Solo banjo will invariably be “open sounding” whereas a heavily layered synth orchestra a la Stargate (like the chorus of “Black and Yellow” by Wiz Khalifa) is going to be “dense and full.” Neither is necessarily good or bad. However, there are instances where you find fully orchestrated records that still have a very open sound.
It’s more rate to find the opposite: a sparser record that is still dense and full — but engineers such as Young Guru and Mike Dean have managed to make that work.
So aside from arrangement, what else is there? Well, there is also this concept of “air.”

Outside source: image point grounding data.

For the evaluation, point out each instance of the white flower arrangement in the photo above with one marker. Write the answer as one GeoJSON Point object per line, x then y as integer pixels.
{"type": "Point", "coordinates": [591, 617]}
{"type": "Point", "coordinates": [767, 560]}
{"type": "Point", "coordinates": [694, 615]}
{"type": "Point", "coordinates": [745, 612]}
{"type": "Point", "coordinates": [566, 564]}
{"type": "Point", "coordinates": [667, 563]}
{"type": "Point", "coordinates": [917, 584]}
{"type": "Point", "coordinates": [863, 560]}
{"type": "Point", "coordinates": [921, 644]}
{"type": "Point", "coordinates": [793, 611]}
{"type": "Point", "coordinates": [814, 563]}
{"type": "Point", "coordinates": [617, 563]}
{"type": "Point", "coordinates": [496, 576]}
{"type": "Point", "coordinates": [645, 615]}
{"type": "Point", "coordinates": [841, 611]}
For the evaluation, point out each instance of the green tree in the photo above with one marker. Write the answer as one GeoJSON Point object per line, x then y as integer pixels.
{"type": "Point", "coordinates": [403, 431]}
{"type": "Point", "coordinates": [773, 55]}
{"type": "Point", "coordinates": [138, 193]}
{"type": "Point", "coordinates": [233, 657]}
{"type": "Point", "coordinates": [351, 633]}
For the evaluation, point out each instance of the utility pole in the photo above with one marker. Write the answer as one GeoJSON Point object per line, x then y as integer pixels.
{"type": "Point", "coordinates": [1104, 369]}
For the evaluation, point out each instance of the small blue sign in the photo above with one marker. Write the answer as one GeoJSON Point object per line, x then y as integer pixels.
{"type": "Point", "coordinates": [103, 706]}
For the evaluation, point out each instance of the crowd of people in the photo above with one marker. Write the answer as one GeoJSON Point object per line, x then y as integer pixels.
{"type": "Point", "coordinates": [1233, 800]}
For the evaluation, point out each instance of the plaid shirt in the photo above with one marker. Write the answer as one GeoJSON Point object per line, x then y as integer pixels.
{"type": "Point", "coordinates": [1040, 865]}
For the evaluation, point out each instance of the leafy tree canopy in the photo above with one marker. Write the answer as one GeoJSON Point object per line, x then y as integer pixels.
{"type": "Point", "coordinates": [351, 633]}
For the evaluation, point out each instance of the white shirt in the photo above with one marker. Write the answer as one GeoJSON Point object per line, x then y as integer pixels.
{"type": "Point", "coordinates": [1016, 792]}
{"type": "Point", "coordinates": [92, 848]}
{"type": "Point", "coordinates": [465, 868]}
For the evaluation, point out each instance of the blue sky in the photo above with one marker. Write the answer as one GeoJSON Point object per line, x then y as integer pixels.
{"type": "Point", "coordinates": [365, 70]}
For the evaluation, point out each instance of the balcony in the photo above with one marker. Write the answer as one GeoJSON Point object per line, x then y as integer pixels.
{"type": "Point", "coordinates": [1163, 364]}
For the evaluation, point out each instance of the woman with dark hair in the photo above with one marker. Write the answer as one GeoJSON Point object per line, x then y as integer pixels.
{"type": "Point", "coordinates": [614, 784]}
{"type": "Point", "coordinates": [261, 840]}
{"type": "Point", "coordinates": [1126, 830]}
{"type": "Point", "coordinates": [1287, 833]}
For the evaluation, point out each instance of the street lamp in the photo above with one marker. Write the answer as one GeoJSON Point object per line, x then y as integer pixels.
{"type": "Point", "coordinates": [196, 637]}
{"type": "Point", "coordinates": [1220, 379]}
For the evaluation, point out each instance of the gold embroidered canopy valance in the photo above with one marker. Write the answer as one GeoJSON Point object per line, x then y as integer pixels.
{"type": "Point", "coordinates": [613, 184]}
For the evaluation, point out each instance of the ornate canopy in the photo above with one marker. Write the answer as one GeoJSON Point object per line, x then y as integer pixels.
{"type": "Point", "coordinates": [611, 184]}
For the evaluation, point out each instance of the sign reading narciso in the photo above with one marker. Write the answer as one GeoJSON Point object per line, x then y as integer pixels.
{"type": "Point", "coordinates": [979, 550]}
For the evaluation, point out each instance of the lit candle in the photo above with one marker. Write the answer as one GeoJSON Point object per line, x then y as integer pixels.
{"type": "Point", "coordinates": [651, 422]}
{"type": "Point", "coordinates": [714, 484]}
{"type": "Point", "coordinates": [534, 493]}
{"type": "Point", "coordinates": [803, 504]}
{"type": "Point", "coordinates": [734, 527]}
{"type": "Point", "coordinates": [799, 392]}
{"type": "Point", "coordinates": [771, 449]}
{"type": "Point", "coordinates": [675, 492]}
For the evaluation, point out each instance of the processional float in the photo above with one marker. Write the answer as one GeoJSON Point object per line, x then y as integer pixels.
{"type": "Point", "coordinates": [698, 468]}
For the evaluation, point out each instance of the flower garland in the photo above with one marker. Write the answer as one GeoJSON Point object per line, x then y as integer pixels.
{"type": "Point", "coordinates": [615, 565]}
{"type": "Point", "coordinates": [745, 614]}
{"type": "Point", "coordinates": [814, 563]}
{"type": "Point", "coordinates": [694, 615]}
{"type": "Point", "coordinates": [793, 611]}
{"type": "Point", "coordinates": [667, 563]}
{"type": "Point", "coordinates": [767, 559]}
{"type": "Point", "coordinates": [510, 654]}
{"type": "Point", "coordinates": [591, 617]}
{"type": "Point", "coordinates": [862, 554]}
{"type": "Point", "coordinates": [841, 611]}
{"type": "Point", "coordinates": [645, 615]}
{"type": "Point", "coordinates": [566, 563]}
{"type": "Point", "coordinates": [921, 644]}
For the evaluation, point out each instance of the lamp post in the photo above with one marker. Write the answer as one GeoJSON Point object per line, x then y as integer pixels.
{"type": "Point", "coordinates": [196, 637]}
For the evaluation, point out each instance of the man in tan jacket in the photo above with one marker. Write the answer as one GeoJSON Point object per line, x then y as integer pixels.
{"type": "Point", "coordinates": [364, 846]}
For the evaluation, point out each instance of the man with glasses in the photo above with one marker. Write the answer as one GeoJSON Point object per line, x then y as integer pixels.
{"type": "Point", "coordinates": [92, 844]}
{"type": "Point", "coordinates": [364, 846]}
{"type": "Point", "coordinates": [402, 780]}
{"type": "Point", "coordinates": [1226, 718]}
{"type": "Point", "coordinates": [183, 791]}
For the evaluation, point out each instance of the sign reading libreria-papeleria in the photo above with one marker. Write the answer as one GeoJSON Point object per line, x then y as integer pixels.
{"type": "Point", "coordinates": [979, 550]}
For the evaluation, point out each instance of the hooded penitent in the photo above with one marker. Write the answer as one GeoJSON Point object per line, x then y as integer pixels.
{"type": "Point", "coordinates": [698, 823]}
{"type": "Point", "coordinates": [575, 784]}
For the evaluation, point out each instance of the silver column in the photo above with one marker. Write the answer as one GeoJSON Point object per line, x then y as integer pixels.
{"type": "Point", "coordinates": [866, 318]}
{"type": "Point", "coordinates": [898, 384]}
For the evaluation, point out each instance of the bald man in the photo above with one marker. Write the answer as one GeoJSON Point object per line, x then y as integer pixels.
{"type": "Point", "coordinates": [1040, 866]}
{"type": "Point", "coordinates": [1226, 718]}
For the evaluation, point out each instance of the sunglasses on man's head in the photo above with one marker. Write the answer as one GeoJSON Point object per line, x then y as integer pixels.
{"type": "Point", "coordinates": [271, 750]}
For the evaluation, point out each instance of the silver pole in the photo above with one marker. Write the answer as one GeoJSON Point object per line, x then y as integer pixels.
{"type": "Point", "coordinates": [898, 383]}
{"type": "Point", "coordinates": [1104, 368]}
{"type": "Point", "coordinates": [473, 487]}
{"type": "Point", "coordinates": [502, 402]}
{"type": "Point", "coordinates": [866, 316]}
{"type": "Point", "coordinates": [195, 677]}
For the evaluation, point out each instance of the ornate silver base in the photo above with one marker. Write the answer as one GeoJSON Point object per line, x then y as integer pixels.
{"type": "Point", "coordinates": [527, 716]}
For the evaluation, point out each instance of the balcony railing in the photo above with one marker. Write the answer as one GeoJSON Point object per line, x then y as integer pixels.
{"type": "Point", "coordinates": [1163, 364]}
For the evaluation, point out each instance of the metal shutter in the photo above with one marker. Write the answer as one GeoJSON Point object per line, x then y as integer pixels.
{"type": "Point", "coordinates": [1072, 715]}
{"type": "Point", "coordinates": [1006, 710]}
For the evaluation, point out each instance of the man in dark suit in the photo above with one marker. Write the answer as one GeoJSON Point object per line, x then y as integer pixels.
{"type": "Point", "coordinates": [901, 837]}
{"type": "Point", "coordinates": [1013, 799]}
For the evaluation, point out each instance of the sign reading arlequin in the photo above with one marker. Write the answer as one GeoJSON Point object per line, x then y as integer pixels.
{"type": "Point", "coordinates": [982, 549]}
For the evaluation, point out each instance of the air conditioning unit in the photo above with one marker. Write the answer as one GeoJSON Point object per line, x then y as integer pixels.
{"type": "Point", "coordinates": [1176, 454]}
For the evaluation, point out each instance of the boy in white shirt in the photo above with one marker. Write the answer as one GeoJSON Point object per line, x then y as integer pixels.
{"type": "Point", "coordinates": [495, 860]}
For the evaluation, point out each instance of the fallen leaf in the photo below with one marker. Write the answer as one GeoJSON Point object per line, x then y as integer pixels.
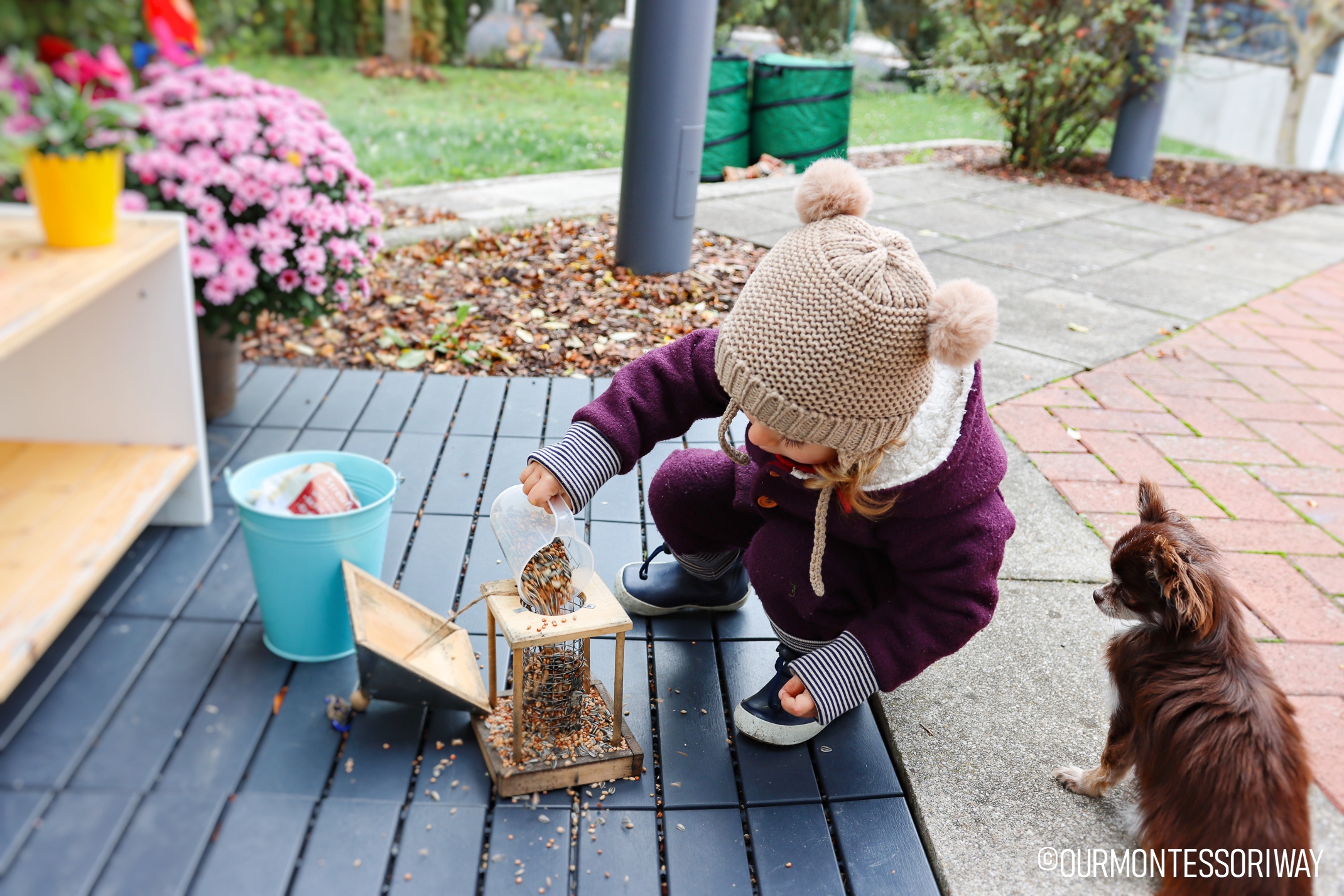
{"type": "Point", "coordinates": [410, 359]}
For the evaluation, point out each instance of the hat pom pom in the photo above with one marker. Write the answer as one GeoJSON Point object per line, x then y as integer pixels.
{"type": "Point", "coordinates": [832, 187]}
{"type": "Point", "coordinates": [963, 317]}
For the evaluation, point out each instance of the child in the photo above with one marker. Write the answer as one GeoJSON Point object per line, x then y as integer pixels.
{"type": "Point", "coordinates": [865, 509]}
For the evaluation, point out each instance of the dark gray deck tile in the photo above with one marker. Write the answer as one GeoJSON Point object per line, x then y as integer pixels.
{"type": "Point", "coordinates": [530, 837]}
{"type": "Point", "coordinates": [295, 755]}
{"type": "Point", "coordinates": [524, 408]}
{"type": "Point", "coordinates": [34, 688]}
{"type": "Point", "coordinates": [857, 764]}
{"type": "Point", "coordinates": [346, 401]}
{"type": "Point", "coordinates": [462, 469]}
{"type": "Point", "coordinates": [619, 500]}
{"type": "Point", "coordinates": [710, 855]}
{"type": "Point", "coordinates": [319, 441]}
{"type": "Point", "coordinates": [68, 852]}
{"type": "Point", "coordinates": [221, 442]}
{"type": "Point", "coordinates": [301, 398]}
{"type": "Point", "coordinates": [260, 442]}
{"type": "Point", "coordinates": [747, 623]}
{"type": "Point", "coordinates": [629, 859]}
{"type": "Point", "coordinates": [398, 536]}
{"type": "Point", "coordinates": [696, 764]}
{"type": "Point", "coordinates": [568, 397]}
{"type": "Point", "coordinates": [257, 396]}
{"type": "Point", "coordinates": [257, 845]}
{"type": "Point", "coordinates": [799, 836]}
{"type": "Point", "coordinates": [436, 562]}
{"type": "Point", "coordinates": [479, 410]}
{"type": "Point", "coordinates": [440, 848]}
{"type": "Point", "coordinates": [688, 625]}
{"type": "Point", "coordinates": [131, 564]}
{"type": "Point", "coordinates": [148, 723]}
{"type": "Point", "coordinates": [349, 832]}
{"type": "Point", "coordinates": [386, 409]}
{"type": "Point", "coordinates": [435, 405]}
{"type": "Point", "coordinates": [230, 719]}
{"type": "Point", "coordinates": [378, 772]}
{"type": "Point", "coordinates": [179, 564]}
{"type": "Point", "coordinates": [468, 770]}
{"type": "Point", "coordinates": [18, 811]}
{"type": "Point", "coordinates": [882, 850]}
{"type": "Point", "coordinates": [507, 463]}
{"type": "Point", "coordinates": [166, 839]}
{"type": "Point", "coordinates": [227, 590]}
{"type": "Point", "coordinates": [629, 794]}
{"type": "Point", "coordinates": [413, 458]}
{"type": "Point", "coordinates": [769, 774]}
{"type": "Point", "coordinates": [376, 445]}
{"type": "Point", "coordinates": [58, 733]}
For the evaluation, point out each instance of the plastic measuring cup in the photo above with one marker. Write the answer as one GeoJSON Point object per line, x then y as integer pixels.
{"type": "Point", "coordinates": [523, 530]}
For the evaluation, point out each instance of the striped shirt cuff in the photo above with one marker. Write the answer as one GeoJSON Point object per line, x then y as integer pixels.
{"type": "Point", "coordinates": [839, 676]}
{"type": "Point", "coordinates": [582, 461]}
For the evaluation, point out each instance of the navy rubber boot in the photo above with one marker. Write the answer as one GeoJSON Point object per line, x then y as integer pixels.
{"type": "Point", "coordinates": [762, 716]}
{"type": "Point", "coordinates": [659, 589]}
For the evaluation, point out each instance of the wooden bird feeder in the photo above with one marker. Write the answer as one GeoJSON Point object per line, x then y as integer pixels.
{"type": "Point", "coordinates": [522, 629]}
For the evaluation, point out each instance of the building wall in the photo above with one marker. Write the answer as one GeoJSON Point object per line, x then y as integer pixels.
{"type": "Point", "coordinates": [1235, 107]}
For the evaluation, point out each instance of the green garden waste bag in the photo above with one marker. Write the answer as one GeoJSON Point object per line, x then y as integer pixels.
{"type": "Point", "coordinates": [727, 121]}
{"type": "Point", "coordinates": [800, 109]}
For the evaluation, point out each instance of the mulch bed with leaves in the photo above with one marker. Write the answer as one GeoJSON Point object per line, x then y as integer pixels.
{"type": "Point", "coordinates": [542, 300]}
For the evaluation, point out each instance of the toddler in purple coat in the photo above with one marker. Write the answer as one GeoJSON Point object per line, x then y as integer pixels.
{"type": "Point", "coordinates": [865, 508]}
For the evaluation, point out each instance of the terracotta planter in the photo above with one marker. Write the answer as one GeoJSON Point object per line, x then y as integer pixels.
{"type": "Point", "coordinates": [219, 358]}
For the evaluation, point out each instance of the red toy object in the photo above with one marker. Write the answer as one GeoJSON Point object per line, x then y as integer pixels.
{"type": "Point", "coordinates": [178, 26]}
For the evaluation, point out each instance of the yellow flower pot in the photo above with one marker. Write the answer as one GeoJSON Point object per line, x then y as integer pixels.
{"type": "Point", "coordinates": [75, 195]}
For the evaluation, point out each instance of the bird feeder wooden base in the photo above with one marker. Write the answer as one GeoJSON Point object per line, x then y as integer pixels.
{"type": "Point", "coordinates": [583, 770]}
{"type": "Point", "coordinates": [523, 629]}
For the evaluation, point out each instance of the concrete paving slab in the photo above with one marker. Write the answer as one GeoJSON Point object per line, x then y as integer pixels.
{"type": "Point", "coordinates": [1004, 281]}
{"type": "Point", "coordinates": [1108, 234]}
{"type": "Point", "coordinates": [1046, 253]}
{"type": "Point", "coordinates": [1051, 543]}
{"type": "Point", "coordinates": [1046, 320]}
{"type": "Point", "coordinates": [964, 219]}
{"type": "Point", "coordinates": [1167, 219]}
{"type": "Point", "coordinates": [1169, 288]}
{"type": "Point", "coordinates": [1004, 371]}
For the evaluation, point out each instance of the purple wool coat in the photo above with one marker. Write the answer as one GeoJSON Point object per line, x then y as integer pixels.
{"type": "Point", "coordinates": [913, 586]}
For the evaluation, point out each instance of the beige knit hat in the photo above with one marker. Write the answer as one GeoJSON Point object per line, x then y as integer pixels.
{"type": "Point", "coordinates": [831, 339]}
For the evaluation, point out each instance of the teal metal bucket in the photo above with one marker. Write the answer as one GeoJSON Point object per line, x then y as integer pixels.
{"type": "Point", "coordinates": [296, 559]}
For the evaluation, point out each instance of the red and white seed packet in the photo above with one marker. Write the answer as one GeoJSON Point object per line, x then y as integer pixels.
{"type": "Point", "coordinates": [305, 489]}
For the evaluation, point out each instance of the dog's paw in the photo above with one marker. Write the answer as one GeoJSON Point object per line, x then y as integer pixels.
{"type": "Point", "coordinates": [1071, 777]}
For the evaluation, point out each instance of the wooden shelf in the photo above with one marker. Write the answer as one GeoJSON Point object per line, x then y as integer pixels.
{"type": "Point", "coordinates": [68, 514]}
{"type": "Point", "coordinates": [42, 286]}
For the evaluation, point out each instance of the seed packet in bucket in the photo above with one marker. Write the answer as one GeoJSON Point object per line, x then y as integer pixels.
{"type": "Point", "coordinates": [305, 489]}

A lot of times, air is prescribed to the super treble frequencies, which I think is appropriate at times. But for me, air is very literal. It’s actual air. It’s very challenging to get a song that was recorded purely close capture and in dead spaces to sound “open.” I’m usually just doing my best not to make it sound claustrophobic.
If the space of a record is all happening within a one foot zone, then the way we perceive sound dictates that we will hear it that way. Whereas a record recorded with natural space, and different proximities, will be perceived as open because there is a wider psychoacoustic plane. We can brute force this illusion with reverb algorithms, but it’s not truly the same.
Compromise + Negotiation
Now we get to the mix concepts. “Open” and “full” are a negotiation.
With too much content flying about we get a dense, muddy mess. With too little intersection of sound we get disjoint and thinness. Mixing in this regard is about compromise and negotiation.
The “yes, I can take a little 2 kHz out of the cymbals because the guitars are already possessing that space.” The cymbals would most likely sound better with that 2 kHz content — that’s the body zone where the bell rings out. But in context of a screaming guitar, that part of the cymbal is really not coming through anyway — and might not be needed. Similarly, a low pass on those guitars might be good for the drum overheads — so the treble from the cymbals really rings through clearly.
This idea of putting things in their own space is a fundamental one. It’s one of the primary principles of mixing a record. But I think there’s a tendency to overemphasize this separation concept.
As important as it is to allow things to breathe by creating room for them, one has to remember that sounds often reinforce each other as well. So taking too much away is not really a good thing. It’s important to be decisive about what really has to go.
EQ vs Dynamics Processing
Part of this tendency to over-separate elements may come from the fact that EQ is played up as the tool for this, while dynamics processing is often overlooked for this process.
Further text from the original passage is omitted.